This is part of the isdb module |
Calculate the fit of a structure or ensemble of structures with a cryo-EM density map.
This action implements the multi-scale Bayesian approach to cryo-EM data fitting introduced in Ref. [55] . This method allows efficient and accurate structural modeling of cryo-electron microscopy density maps at multiple scales, from coarse-grained to atomistic resolution, by addressing the presence of random and systematic errors in the data, sample heterogeneity, data correlation, and noise correlation.
The experimental density map is fit by a Gaussian Mixture Model (GMM), which is provided as an external file specified by the keyword GMM_FILE. We are currently working on a web server to perform this operation. In the meantime, the user can request a stand-alone version of the GMM code at massimiliano.bonomi_AT_gmail.com.
When run in single-replica mode, this action allows atomistic, flexible refinement of an individual structure into a density map. Combined with a multi-replica framework (such as the -multi option in GROMACS), the user can model an ensemble of structures using the Metainference approach [18] .
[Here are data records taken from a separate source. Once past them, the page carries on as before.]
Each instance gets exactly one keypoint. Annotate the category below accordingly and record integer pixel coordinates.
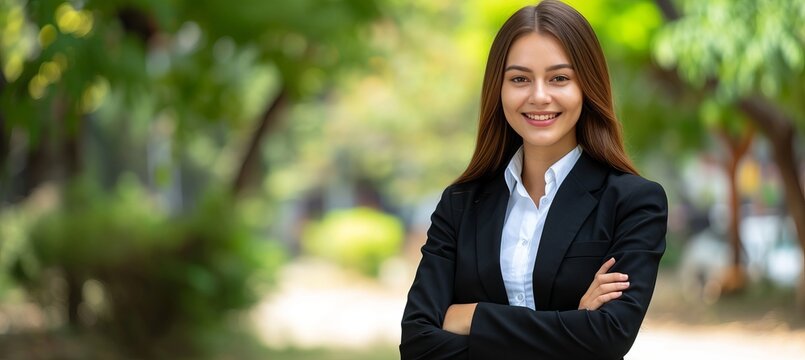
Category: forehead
(537, 50)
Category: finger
(606, 266)
(610, 278)
(612, 287)
(608, 288)
(603, 299)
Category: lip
(541, 123)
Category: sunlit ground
(321, 312)
(319, 306)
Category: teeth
(540, 117)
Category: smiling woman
(548, 245)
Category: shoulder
(632, 190)
(461, 195)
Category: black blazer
(597, 213)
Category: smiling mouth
(539, 117)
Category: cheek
(510, 98)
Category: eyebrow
(549, 68)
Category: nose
(539, 94)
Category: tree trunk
(735, 278)
(251, 160)
(779, 129)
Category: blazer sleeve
(432, 293)
(503, 332)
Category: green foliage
(156, 278)
(748, 45)
(360, 238)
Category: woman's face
(540, 94)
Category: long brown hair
(597, 131)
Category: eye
(519, 79)
(560, 78)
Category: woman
(529, 250)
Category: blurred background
(253, 179)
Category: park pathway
(316, 305)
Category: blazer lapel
(570, 207)
(489, 215)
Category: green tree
(168, 91)
(750, 55)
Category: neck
(536, 161)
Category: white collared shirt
(522, 229)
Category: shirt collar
(556, 172)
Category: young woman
(547, 246)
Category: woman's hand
(458, 318)
(604, 288)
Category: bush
(156, 282)
(359, 238)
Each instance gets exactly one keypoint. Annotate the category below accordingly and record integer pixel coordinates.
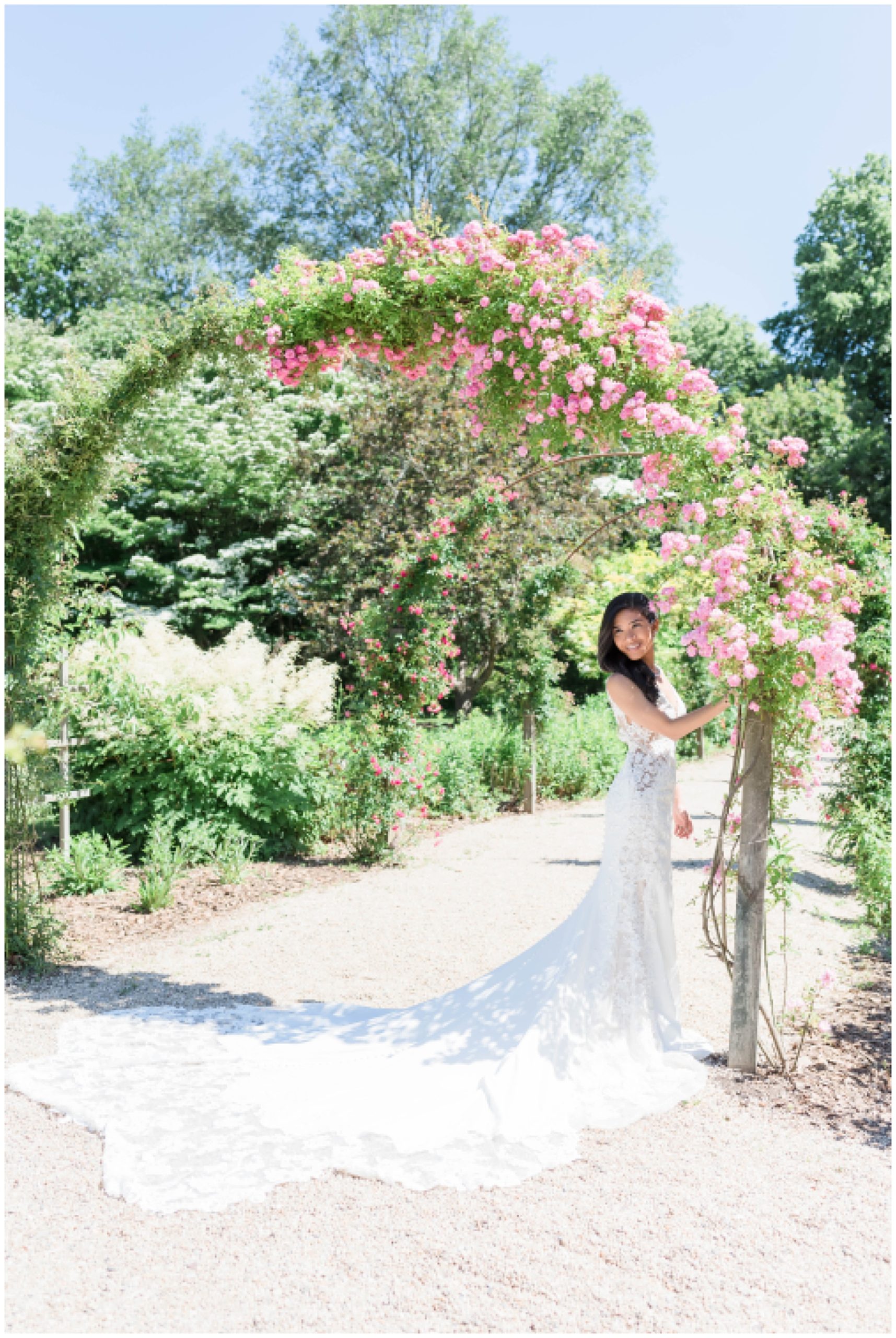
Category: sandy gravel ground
(730, 1214)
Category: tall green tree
(732, 348)
(407, 105)
(54, 267)
(842, 320)
(168, 214)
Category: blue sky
(752, 106)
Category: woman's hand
(682, 826)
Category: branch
(593, 534)
(573, 459)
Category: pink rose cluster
(531, 326)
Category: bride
(482, 1087)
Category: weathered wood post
(751, 893)
(530, 789)
(65, 770)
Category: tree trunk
(751, 893)
(530, 787)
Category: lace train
(482, 1087)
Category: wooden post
(751, 893)
(530, 789)
(65, 771)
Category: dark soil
(97, 924)
(844, 1079)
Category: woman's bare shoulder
(622, 687)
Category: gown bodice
(642, 739)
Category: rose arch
(565, 367)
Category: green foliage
(372, 785)
(859, 807)
(54, 481)
(730, 348)
(840, 328)
(154, 889)
(94, 866)
(53, 267)
(32, 935)
(842, 323)
(578, 625)
(232, 856)
(407, 106)
(529, 667)
(162, 756)
(842, 455)
(169, 216)
(484, 759)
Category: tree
(843, 457)
(53, 267)
(842, 321)
(732, 348)
(169, 216)
(412, 105)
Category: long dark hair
(613, 660)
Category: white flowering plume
(237, 682)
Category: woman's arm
(682, 825)
(632, 703)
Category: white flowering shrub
(225, 737)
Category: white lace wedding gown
(482, 1087)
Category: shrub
(154, 889)
(484, 760)
(202, 739)
(233, 854)
(376, 792)
(96, 866)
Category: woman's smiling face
(632, 633)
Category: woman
(486, 1086)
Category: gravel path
(730, 1214)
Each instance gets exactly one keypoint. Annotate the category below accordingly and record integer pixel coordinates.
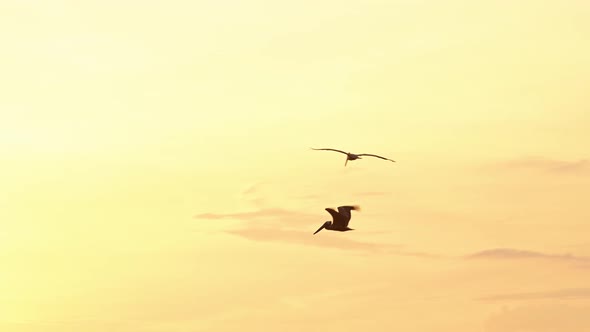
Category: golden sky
(157, 177)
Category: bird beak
(319, 229)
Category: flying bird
(352, 156)
(340, 219)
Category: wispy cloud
(547, 165)
(281, 225)
(257, 214)
(570, 293)
(515, 254)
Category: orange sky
(156, 172)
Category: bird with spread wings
(353, 156)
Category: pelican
(352, 156)
(340, 219)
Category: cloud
(257, 214)
(560, 294)
(547, 165)
(373, 193)
(515, 254)
(281, 225)
(546, 318)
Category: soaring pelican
(352, 156)
(340, 219)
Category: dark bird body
(352, 156)
(340, 219)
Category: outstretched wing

By default this Action calculates the following quantities. These quantities can be referenced elsewhere in the input by using this Action's label followed by a dot and the name of the quantity required from the list below.
Quantity | Description |
scoreb | Bayesian score |
In addition the following quantities can be calculated by employing the keywords listed below
Quantity | Keyword | Description |
acc | NOISETYPE | MC acceptance for uncertainty |
scale | REGRESSION | scale factor |
accscale | REGRESSION | MC acceptance for scale regression |
enescale | REGRESSION | MC energy for scale regression |
anneal | ANNEAL | annealing factor |
ATOMS | atoms for which we calculate the density map, typically all heavy atoms. For more information on how to specify lists of atoms see Groups and Virtual Atoms |
GMM_FILE | file with the parameters of the GMM components |
NL_CUTOFF | The cutoff in overlap for the neighbor list |
NL_STRIDE | The frequency with which we are updating the neighbor list |
SIGMA_MIN | minimum uncertainty |
RESOLUTION | Cryo-EM map resolution |
NOISETYPE | functional form of the noise (GAUSS, OUTLIERS, MARGINAL) |
NUMERICAL_DERIVATIVES | ( default=off ) calculate the derivatives for these quantities numerically |
NOPBC | ( default=off ) ignore the periodic boundary conditions when calculating distances |
NO_AVER | ( default=off ) don't do ensemble averaging in multi-replica mode |
SIGMA0 | initial value of the uncertainty |
DSIGMA | MC step for uncertainties |
MC_STRIDE | Monte Carlo stride |
ERR_FILE | file with experimental or GMM fit errors |
OV_FILE | file with experimental overlaps |
NORM_DENSITY | integral of the experimental density |
STATUS_FILE | write a file with all the data useful for restart |
WRITE_STRIDE | write the status to a file every N steps, this can be used for restart |
REGRESSION | regression stride |
REG_SCALE_MIN | regression minimum scale |
REG_SCALE_MAX | regression maximum scale |
REG_DSCALE | regression maximum scale MC move |
SCALE | scale factor |
ANNEAL | Length of annealing cycle |
ANNEAL_FACT | Annealing temperature factor |
TEMP | temperature |
PRIOR | exponent of uncertainty prior |
WRITE_OV_STRIDE | write model overlaps every N steps |
WRITE_OV | write a file with model overlaps |
In this example, we perform a single-structure refinement based on an experimental cryo-EM map. The map is fit with a GMM, whose parameters are listed in the file GMM_fit.dat. This file contains one line per GMM component in the following format:
#! FIELDS Id Weight Mean_0 Mean_1 Mean_2 Cov_00 Cov_01 Cov_02 Cov_11 Cov_12 Cov_22 Beta
0 2.9993805e+01 6.54628 10.37820 -0.92988 2.078920e-02 1.216254e-03 5.990827e-04 2.556246e-02 8.411835e-03 2.486254e-02 1
1 2.3468312e+01 6.56095 10.34790 -0.87808 1.879859e-02 6.636049e-03 3.682865e-04 3.194490e-02 1.750524e-03 3.017100e-02 1
...
To accelerate the computation of the Bayesian score, one can:
All the heavy atoms of the system are used to calculate the density map. This list can conveniently be provided using a GROMACS index file.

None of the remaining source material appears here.